Declaración de Principios

La Declaración
de Principios es el pensamiento filosófico Ministerrial  y Espiritual fundamental de la IGLESIA Evangélica PENTECOSTAL LIBRE, en los términos de la Constitución Nacional, del Art. 46 del Código Civil Argentino y de la ley 21.745, en su calidad de Iglesia Evangélica Nacional, la que está en plena comunión con las Iglesias, Entidades e Instituciones Evangélicas del país que viven en comunión y que son autónomas e Interdependientes conforme el modelo Bíblico neotestamentario. 

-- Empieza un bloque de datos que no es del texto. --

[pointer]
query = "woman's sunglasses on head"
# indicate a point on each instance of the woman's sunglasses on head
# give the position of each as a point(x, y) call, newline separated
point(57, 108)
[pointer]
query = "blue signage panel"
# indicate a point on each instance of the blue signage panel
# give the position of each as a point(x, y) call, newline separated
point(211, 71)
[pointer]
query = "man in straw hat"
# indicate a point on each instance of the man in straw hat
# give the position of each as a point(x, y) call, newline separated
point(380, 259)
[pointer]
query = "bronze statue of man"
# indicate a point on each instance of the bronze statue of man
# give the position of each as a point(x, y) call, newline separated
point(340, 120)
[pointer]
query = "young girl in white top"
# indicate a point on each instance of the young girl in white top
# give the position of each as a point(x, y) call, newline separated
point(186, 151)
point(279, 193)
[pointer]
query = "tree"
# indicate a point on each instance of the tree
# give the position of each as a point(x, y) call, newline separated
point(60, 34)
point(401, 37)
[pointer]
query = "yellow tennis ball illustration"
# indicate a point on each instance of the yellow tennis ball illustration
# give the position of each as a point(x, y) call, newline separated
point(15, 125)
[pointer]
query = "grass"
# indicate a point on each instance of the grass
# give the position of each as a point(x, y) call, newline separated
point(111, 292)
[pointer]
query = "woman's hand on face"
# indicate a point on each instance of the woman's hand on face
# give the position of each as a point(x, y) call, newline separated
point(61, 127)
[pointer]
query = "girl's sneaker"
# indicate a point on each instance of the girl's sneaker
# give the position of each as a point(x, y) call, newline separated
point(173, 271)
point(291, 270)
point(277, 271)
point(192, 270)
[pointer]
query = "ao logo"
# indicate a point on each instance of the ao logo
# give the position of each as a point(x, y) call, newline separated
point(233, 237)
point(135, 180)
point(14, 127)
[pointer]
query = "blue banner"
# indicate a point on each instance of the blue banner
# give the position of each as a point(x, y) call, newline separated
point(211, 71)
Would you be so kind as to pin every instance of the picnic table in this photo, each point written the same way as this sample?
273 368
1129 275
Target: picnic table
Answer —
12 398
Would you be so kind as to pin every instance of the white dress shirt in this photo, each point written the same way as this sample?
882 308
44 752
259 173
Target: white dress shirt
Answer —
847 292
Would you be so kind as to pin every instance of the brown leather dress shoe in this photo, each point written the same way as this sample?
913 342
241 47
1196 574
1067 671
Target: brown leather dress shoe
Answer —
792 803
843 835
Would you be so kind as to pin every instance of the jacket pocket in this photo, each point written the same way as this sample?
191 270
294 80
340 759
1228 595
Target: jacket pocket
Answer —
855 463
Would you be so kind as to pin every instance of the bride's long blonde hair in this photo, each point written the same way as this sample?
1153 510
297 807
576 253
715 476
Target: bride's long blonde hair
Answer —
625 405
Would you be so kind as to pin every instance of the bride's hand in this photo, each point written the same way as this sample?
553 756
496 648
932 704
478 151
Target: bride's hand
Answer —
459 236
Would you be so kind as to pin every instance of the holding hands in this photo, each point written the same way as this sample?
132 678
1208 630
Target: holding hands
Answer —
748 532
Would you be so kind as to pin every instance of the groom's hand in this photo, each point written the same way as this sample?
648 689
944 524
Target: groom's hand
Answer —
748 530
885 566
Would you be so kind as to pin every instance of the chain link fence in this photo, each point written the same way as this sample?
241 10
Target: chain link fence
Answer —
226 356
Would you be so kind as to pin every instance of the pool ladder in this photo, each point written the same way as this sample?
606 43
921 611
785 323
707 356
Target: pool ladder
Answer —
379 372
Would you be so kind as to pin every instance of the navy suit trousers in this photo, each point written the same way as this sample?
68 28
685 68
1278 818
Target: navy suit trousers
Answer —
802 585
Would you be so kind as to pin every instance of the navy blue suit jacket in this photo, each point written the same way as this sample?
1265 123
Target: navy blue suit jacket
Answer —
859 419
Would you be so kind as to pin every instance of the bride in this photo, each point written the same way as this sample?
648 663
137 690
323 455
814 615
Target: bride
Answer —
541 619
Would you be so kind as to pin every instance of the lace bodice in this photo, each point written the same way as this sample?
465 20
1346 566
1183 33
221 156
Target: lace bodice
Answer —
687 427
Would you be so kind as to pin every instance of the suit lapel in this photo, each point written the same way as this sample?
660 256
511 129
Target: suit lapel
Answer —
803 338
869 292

1.      El gobierno de la Iglesia, según las normas de las Sagradas Es­crituras, es ejercido por un Consejo Presbiterial, Integrado por Apóstoles, Pastor y Maestros, (Obispos), y Ministros Licenciados y Ordenados. El Consejo Presbiterial sólo es responsable ante Nuestro Señor Jesu­cristo, –única Cabeza visible e invisible, de la Iglesia.

 

2.      Los Apóstoles y Pastores y Maestros han sido Instituidos por el llamado de Dios al Ministerio con los dones dados por Él a través del Espíritu Santo y serán reconocidos por la Iglesia en forma permanente, por lo que los Pastores tienen a su cargo el servicio y la disciplina en la Iglesia. 

 

3.      La Iglesia tiene tres características esenciales en su concepción del servicio a Dios: En primer lugar, es un Consejo Presbiterial, porque la función principal de la Iglesia es brindar Consejos sabios e inteligentes desde la óptica Bíblica mediante la inspiración y guía del Espíritu Santo de Dios, a las personas físicas y jurídicas, sin distinguir entre sexo, edad, raza, cultura, ni situación económica que se avengan a la Iglesia, como la voz profética de Dios. En segundo lugar, es Administrativa porque creemos que todos los bienes son de Dios, y los hombres somos simplemente mayordomos ó administradores de los mismos y que como tales un día daremos cuenta a Dios por todo. Y en tercero, es Pastoral, porque serviremos a Dios como sus Pastores –siervos en Su grey, la que consiste en cuidar las Almas de las personas como ovejas del Gran Pastor de los Pastores; el Señor Jesucristo, y Dios privilegia la actividad pas­toral de sus siervos, siendo el Ministerio en consecuencia, un servicio a la humanidad, es que por el servimos al Dios vivo como Consejo Presbiterial.

 

4.      La IGLESIA EVANGELICA PENTECOSTAL LIBRE, es una entidad autónoma y no reconoce ni acepta Jurisdicción de ninguna otra Iglesia, organización o Institución nacional o extranjera. Sin embargo consideraremos los sabios consejos de ministros experimentados e instituciones fraternas que nos aporten luz, en forma desinteresada y sin el status de “vinculante”.

 

5.      Se entiende que -conforme surge del espíritu de la Constitución Nacional y Leyes afines- la Iglesia goza de la más completa autonomía en cuanto a su gobierno y a las normas de su organización interna.

 

6.      Las relaciones entre la Iglesia y sus miembros se regirán por el derecho que surge de las Sagradas Escrituras - La Biblia­, plasmado en el “Artículo de Fe” que es la Doctrina Bíblica, Teológica Fundamental de la Iglesia.

 

7.      Para su organización interna en el área Apostólica, Pastoral, Ministerial, del Liderazgo y de la diaconía, como así de la membresía en general, la Iglesia está sujeta a las normas de derecho que surgen de las Sagradas Escrituras -La Biblia- plasmada en el “Artículo de Reafirmación Cristiana”, Reflexiones en Pro de una Mejor Calidad de Vida; “Declaración de Principios” y “Declaración de la Responsabilidad Cívica” en las que se expresa y proclama el pensamiento Bíblico y Teológico y Filosófico de la Iglesia, frente a la humanidad mundial; los Reglamentos Internos que encuadra la Práctica Normal de la vida pública y privada de los miembros de la Iglesia en su calidad de Luz del mundo y Sal de la tierra, consolidadas en el marco de las Iglesias Evangélicas de Argentina.

 

 

8.      Se deja expresa constancia que el área Apostólica, Pastoral, Misionera, Evangelística, Ministerial, etc. son esencialmente espiritual y ajeno a las relaciones que secularmente se puedan establecer en el mundo, ya sean de orden civil, laboral y/o comercial. Y que las funciones del Liderazgo –Anciano, diaconal, etc. que aunque es del orden de servio, es también esencialmente espiritual y ajeno a las relaciones que secularmente se puedan establecer en el mundo, ya sean de orden civil, laboral y/o comercial.